The use of a photon counting detector in CT (PCD CT) is currently the subject of intense investigation and development. In this review article, we will describe potential clinical applications of this technology with a particular focus on the experience of our own institution with a prototype PCD CT scanner. PCDs have three primary advantages over conventional, energy integrating detectors (EIDs): they provide spectral information without need for a dedicated dual energy protocol; they are immune to electronic noise; and they can be made very high resolution without significant compromises to quantum efficiency. These advantages translate into several clinical applications. Metal artifacts, beam hardening artifacts, and noise streaks from photon starvation can be better mitigated using PCD CT. Certain incidental findings can be better characterized using the spectral information from PCD CT. High-contrast, high-resolution structures such as the temporal bone can be better visualized using PCD CT and at greatly reduced dose. We also discuss new possibilities on the horizon, including new contrast agents, and how anticipated improvements in PCD CT will translate to performance in these applications.

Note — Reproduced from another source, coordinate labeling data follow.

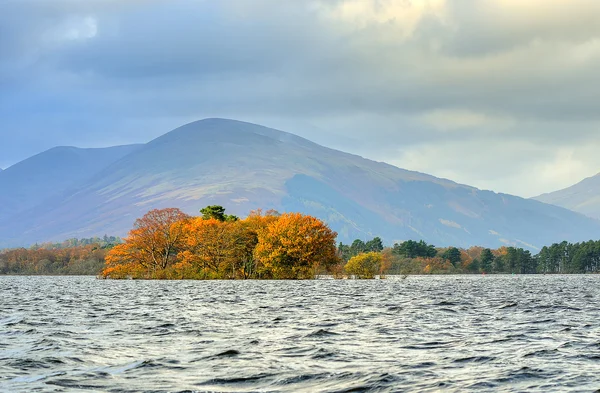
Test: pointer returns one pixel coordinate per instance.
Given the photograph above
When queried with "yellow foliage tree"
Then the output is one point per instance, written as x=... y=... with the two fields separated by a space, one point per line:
x=294 y=245
x=365 y=265
x=218 y=249
x=152 y=245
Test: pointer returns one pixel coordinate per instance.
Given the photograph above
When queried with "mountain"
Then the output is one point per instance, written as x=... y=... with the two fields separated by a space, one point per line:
x=244 y=166
x=583 y=197
x=50 y=174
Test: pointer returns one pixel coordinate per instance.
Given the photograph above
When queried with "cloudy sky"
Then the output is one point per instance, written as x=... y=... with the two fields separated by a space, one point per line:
x=498 y=94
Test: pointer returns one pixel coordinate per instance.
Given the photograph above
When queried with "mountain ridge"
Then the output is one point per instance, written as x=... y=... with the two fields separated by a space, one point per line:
x=244 y=166
x=582 y=197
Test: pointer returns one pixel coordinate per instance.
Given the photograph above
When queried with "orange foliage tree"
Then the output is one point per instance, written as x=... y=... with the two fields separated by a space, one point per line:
x=294 y=246
x=152 y=245
x=217 y=249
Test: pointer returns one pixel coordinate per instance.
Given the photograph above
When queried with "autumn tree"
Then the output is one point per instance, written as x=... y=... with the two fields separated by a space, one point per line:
x=294 y=245
x=486 y=260
x=216 y=212
x=153 y=243
x=453 y=255
x=365 y=265
x=218 y=249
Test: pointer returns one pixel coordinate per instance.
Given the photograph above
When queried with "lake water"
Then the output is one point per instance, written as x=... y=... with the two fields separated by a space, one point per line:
x=422 y=334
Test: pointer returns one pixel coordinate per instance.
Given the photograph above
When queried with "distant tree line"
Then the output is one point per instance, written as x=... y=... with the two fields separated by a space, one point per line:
x=88 y=259
x=168 y=244
x=418 y=257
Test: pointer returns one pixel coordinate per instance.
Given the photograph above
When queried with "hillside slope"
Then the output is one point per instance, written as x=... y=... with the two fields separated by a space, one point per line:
x=583 y=197
x=50 y=174
x=244 y=166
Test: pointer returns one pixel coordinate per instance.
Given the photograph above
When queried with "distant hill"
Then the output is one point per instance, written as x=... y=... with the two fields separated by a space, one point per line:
x=50 y=174
x=583 y=197
x=244 y=166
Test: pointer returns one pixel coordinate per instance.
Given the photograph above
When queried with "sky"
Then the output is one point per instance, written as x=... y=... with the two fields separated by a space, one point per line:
x=497 y=94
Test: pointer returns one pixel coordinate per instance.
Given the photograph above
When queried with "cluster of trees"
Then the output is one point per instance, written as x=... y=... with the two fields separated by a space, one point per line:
x=418 y=257
x=170 y=244
x=359 y=247
x=86 y=259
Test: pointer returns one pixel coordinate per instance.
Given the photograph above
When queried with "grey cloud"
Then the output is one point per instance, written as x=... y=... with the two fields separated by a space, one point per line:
x=147 y=66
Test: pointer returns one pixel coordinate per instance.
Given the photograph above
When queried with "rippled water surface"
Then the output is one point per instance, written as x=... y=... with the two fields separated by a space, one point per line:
x=422 y=334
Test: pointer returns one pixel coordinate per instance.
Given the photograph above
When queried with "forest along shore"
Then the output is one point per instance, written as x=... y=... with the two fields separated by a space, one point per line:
x=168 y=244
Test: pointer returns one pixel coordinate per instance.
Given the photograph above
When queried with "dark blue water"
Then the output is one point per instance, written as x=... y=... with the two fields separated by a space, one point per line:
x=422 y=334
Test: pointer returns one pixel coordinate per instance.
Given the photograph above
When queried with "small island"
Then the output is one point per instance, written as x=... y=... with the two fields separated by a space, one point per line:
x=169 y=244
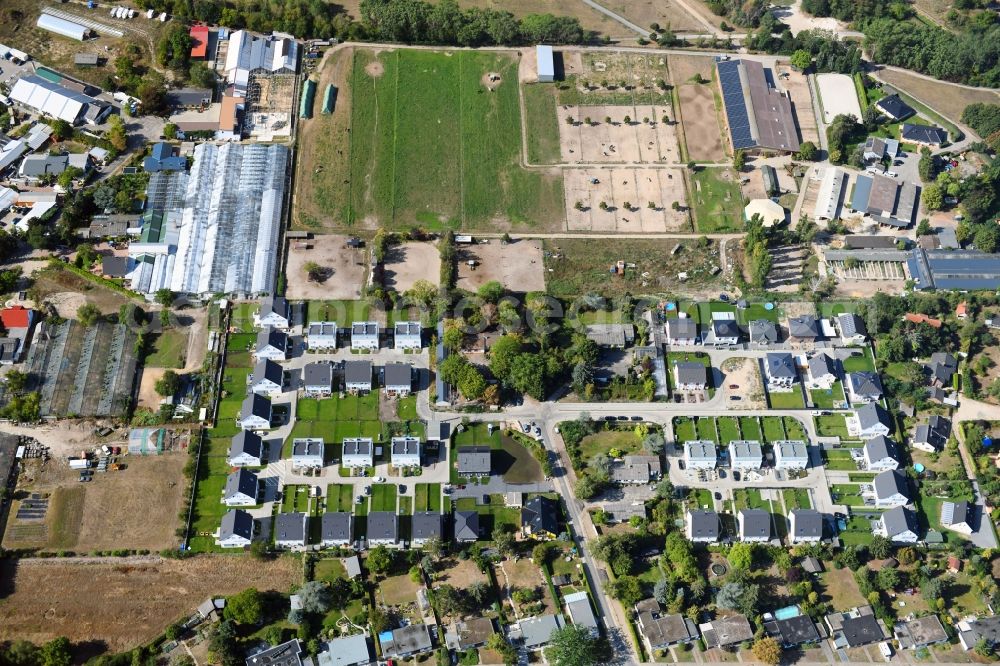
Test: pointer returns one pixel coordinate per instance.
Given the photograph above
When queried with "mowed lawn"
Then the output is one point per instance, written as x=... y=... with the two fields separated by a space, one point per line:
x=431 y=145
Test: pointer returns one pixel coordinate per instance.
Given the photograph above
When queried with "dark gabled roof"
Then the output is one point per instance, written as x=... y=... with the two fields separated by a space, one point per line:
x=318 y=374
x=541 y=514
x=755 y=523
x=808 y=523
x=894 y=107
x=923 y=134
x=466 y=525
x=898 y=520
x=781 y=364
x=290 y=527
x=246 y=441
x=236 y=522
x=794 y=630
x=881 y=447
x=268 y=369
x=862 y=630
x=357 y=372
x=382 y=525
x=398 y=374
x=427 y=525
x=336 y=526
x=241 y=481
x=704 y=524
x=890 y=482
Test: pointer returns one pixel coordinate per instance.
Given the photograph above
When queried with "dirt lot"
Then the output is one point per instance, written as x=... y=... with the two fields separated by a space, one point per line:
x=702 y=129
x=745 y=373
x=112 y=511
x=615 y=141
x=330 y=252
x=798 y=88
x=408 y=262
x=945 y=98
x=123 y=602
x=618 y=186
x=517 y=265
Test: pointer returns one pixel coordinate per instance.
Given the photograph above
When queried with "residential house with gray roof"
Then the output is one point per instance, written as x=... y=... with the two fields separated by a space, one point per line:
x=317 y=379
x=933 y=435
x=291 y=530
x=702 y=526
x=241 y=489
x=255 y=413
x=880 y=454
x=358 y=376
x=246 y=450
x=336 y=530
x=755 y=525
x=863 y=387
x=780 y=370
x=898 y=524
x=891 y=489
x=267 y=379
x=235 y=530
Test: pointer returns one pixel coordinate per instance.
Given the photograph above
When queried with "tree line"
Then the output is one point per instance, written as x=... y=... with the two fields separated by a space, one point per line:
x=407 y=21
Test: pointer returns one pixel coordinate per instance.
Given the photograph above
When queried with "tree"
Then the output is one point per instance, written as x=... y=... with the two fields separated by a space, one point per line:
x=56 y=652
x=88 y=314
x=380 y=559
x=116 y=133
x=168 y=384
x=808 y=151
x=741 y=556
x=246 y=607
x=880 y=547
x=572 y=645
x=801 y=60
x=767 y=650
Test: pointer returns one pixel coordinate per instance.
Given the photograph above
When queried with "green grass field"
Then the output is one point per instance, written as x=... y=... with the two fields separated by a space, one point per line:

Keywords: clinical applications; photon counting X-ray detectors; spectral CT.

Fig. 1.

Simulated example of a signal detected by a PCD. Impinging photons deposit energy in the PCD, which creates a momentary signal with amplitude ideally proportional to the deposited energy. Six photons are present in this example, each one leading to a peak. If the amplitude exceeds preset comparator thresholds (dashed lines), the PCD increments the corresponding counter. The black arrow points to an example of pileup, wherein two photons arrive in close succession. In this case, the low energy bin is incremented only once even though two photons have arrived. Pileup and charge sharing (not shown here) are two major sources of error in PCDs. If the lower energy bin threshold is set sufficiently high, it will almost never be triggered from electronic noise (which appear as random fluctuations in this plot). Hence, the number of counts stemming from electronic noise can be close to zero in practice.

Fig. 2.

Improvement in CNR using a PCD, demonstrated in an anthropomorphic phantom. (Left) EID CT at 140 kVp. (Right) PCD CT with energy bin thresholds at 25 and 65 keV, scanned using the same protocol. The iodine contrast is improved. Adapted from Reference [4] with permission.

Fig. 3.

Anthropomorphic phantom showing improvement in metal artifacts from (left) EID CT to (right) high-threshold PCD CT with tin filtration. (WW, WL) = (400, 40) HU. Adapted from Reference [1] with permission.

Fig. 4.

Scan of an anthropomorphic phantom at 20 mAs with (left) EID and (right) PCD CT. The EID CT shows noise streaks and photon starvation near the center of the object. Adapted from Reference [2] with permission.

Fig. 5.

Comparison of dose efficiency for very high resolution tasks. (Top and center rows) Cadaver scan of a pelvis, comparing an energy-integrating detector (EI) with a PCD operating in either macro mode or UHR mode, with the UHR mode using smaller pixel size. All systems were scanned at the same dose. UHR mode shows improved noise using the B70f kernel. Adapted from [5] with permission. (Bottom row) The left and right columns shows EID and PCD CT, respectively. PCD CT reduces dose by (top row) 85% and (bottom row) 81% without reducing high-resolution detectability. The EID CT uses a comb filter, which reduces dose efficiency. (WW, WL) = (3200, 700) HU. Adapted from Reference [9] with permission.

Fig. 6.

Detection of kidney stones with (left) EID and (right) PCD CT. The improved resolution of PCD enables better detectability for these small, high contrast objects. The enhanced spectral capabilities also enable better classification of the stone type. Adapted from Reference [3].

Fig. 7.

Comparison of a Promus Premier stent placed in a rabbit model, scanned using either a conventional EID CT scanner (Philips Brilliance 64) or with a prototype spectral photon counting CT (SPCCT) scanner, which is also capable of providing a platinum-only reconstruction. The details of the stent can be more cleanly visualized with SPCCT. Adapted from Reference [6] with permission.

Fig. 8.

Volumetric rendering of an extremity PCD CT reconstruction of a human volunteer wrist including a wristwatch, scanned with the prototype MARS scanner. Image courtesy of MARS Bioimaging. Adapted from [RK Panta, IEEE 2018]. (©2018 IEEE).